Recent U.S. rulings (2025)Thomson Reuters vs. Ross Intelligence, Bartz vs. Anthropic, and Kadrey vs. Meta—suggest that training on legitimately acquired copyrighted data may qualify as fair use, provided:

  • It’s transformative, not merely substitutive;
  • It does not harm the original’s market.

However, training on pirated content or without regard for potential market impact remains legally risky.

What about AI outputs and ownership?

  • There is no global clarity on who owns AI-generated content or whether it qualifies for copyright. Traditional IP laws, designed for human authors, do not directly recognise AI as a creator.

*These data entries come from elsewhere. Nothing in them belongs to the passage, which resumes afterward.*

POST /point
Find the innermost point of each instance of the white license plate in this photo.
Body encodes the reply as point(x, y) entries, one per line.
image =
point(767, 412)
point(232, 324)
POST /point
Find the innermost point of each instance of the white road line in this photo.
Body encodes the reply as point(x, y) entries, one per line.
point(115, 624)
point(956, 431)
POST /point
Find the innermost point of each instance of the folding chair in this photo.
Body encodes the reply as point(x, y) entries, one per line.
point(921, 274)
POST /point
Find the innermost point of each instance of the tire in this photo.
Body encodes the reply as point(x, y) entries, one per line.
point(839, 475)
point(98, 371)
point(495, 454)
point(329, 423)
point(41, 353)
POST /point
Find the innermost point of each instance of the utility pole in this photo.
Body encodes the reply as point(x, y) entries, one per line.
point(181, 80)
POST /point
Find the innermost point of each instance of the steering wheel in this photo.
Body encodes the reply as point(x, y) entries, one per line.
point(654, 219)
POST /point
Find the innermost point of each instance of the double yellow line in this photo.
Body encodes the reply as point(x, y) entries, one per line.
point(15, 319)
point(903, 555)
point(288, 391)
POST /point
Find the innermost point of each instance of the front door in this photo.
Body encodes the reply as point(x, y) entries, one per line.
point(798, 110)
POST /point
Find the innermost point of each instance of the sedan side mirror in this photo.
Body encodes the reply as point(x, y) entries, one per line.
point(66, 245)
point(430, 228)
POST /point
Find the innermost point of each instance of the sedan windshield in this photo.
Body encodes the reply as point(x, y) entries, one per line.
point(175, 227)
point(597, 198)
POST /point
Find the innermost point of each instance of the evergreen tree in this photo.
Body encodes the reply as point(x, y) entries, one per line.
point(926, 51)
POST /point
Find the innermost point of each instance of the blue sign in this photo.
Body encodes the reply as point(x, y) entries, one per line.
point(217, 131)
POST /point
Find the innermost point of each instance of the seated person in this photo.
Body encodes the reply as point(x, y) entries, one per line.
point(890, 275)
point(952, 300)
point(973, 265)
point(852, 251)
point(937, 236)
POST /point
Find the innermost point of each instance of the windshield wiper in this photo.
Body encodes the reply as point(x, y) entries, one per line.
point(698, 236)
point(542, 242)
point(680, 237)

Legal concerns with databases:

  • Use of proprietary databases for training raises issues under IP, contract law, and privacy regulations. While some countries offer fair use or data mining exceptions, there’s no harmonised international framework, leading to legal ambiguity.

 Indian context:

  • Under the Copyright Act, 1957, creators have exclusive rights. Fair dealing (Section 52) may allow limited use, but AI-specific guidelines are lacking. India believes its existing IP framework suffices, though a clear stance on AI-generated content ownership is awaited. The ongoing ANI vs. OpenAI case may shape future interpretations.

Conclusion:
Courts are cautiously allowing transformative AI training under fair use, especially in the U.S., but pirated data, market harm, and lack of creator compensation remain legal and ethical concerns. India needs clearer AI-IPR norms aligned with emerging global standards.